What happens if an officer trespasses onto a property with a fence and privacy sign without obtaining a warrant, and finds something illegal?

The Fourth Amendment which states that, “The right of the people to be secure in their
persons, houses, papers, and effects, against unreasonable searches and seizures, shall not
be violated, and no warrants shall issue, but upon probable cause, supported by oath or
affirmation, and particularly describing the place to be searched, and the persons or
things to be seized.”


A recent case dealing with police officers’ right to enter the property of someone who has
a privacy fence and either a no trespassing or private property sign posted without first
obtaining a warrant has important implications on our Fourth Amendment rights.


The case, State of Arizona v. Cody Mitchell Lohse, focused on whether or not police
officers had the right to enter Lohse’s property without a warrant, where they discovered
drugs, guns, and drug paraphernalia. Lohse argued that since the officers passed through
two fences, one of which had a private property sign posted on it, the officers “trespassed
into the curtilage of [his] home.” The trespass violated the defendant’s Fourth
Amendment right to be free of unwarranted searches and seizures.
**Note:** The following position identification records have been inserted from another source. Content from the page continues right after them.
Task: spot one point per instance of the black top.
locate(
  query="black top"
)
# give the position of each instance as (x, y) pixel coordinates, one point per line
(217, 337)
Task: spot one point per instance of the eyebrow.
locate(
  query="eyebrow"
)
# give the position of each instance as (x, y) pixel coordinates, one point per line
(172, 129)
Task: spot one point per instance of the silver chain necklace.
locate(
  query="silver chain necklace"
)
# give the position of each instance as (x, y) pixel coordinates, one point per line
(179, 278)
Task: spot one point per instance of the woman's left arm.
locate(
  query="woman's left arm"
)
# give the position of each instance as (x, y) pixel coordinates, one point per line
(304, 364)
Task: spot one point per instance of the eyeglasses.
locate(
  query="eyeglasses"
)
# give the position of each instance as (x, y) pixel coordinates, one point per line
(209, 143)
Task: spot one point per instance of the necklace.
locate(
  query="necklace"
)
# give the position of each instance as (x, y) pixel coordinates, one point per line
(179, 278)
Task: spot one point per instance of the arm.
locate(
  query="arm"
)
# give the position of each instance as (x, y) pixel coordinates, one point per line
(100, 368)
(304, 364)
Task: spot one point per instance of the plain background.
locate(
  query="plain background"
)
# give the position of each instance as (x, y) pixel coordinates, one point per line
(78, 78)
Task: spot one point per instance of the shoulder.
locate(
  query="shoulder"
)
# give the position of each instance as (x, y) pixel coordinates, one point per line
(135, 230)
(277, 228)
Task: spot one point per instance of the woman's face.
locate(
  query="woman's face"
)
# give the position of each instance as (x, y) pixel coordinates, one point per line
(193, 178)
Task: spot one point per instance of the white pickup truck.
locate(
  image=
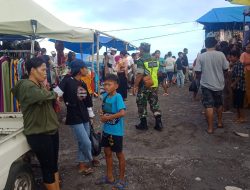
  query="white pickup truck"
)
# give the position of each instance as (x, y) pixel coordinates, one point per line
(15, 168)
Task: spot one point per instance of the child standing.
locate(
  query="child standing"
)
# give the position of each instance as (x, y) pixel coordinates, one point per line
(238, 84)
(113, 111)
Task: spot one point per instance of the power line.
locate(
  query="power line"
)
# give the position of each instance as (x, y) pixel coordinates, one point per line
(143, 27)
(166, 35)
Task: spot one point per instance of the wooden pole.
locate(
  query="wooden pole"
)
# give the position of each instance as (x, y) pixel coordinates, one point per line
(97, 61)
(93, 57)
(81, 51)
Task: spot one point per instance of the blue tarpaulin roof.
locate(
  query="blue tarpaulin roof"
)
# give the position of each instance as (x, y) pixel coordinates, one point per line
(224, 18)
(104, 41)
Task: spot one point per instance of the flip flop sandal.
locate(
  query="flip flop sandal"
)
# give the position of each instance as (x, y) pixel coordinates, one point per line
(119, 185)
(104, 181)
(86, 171)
Lohse was initially convicted of a number of drug-related offenses, but upon appeal of
that initial decision, the court unanimously found that the officers, if there was in fact a
privacy fence and no trespassing sign in place at the time of the incident, did not have the
right to enter Lohse’s property.


“Thus, because law enforcement officers without a warrant are no more privileged to
enter the curtilage of a home than the general public… entry under such circumstances
would constitute an unreasonable search under the Fourth Amendment,” wrote Chief
Judge Peter Eckerstrom.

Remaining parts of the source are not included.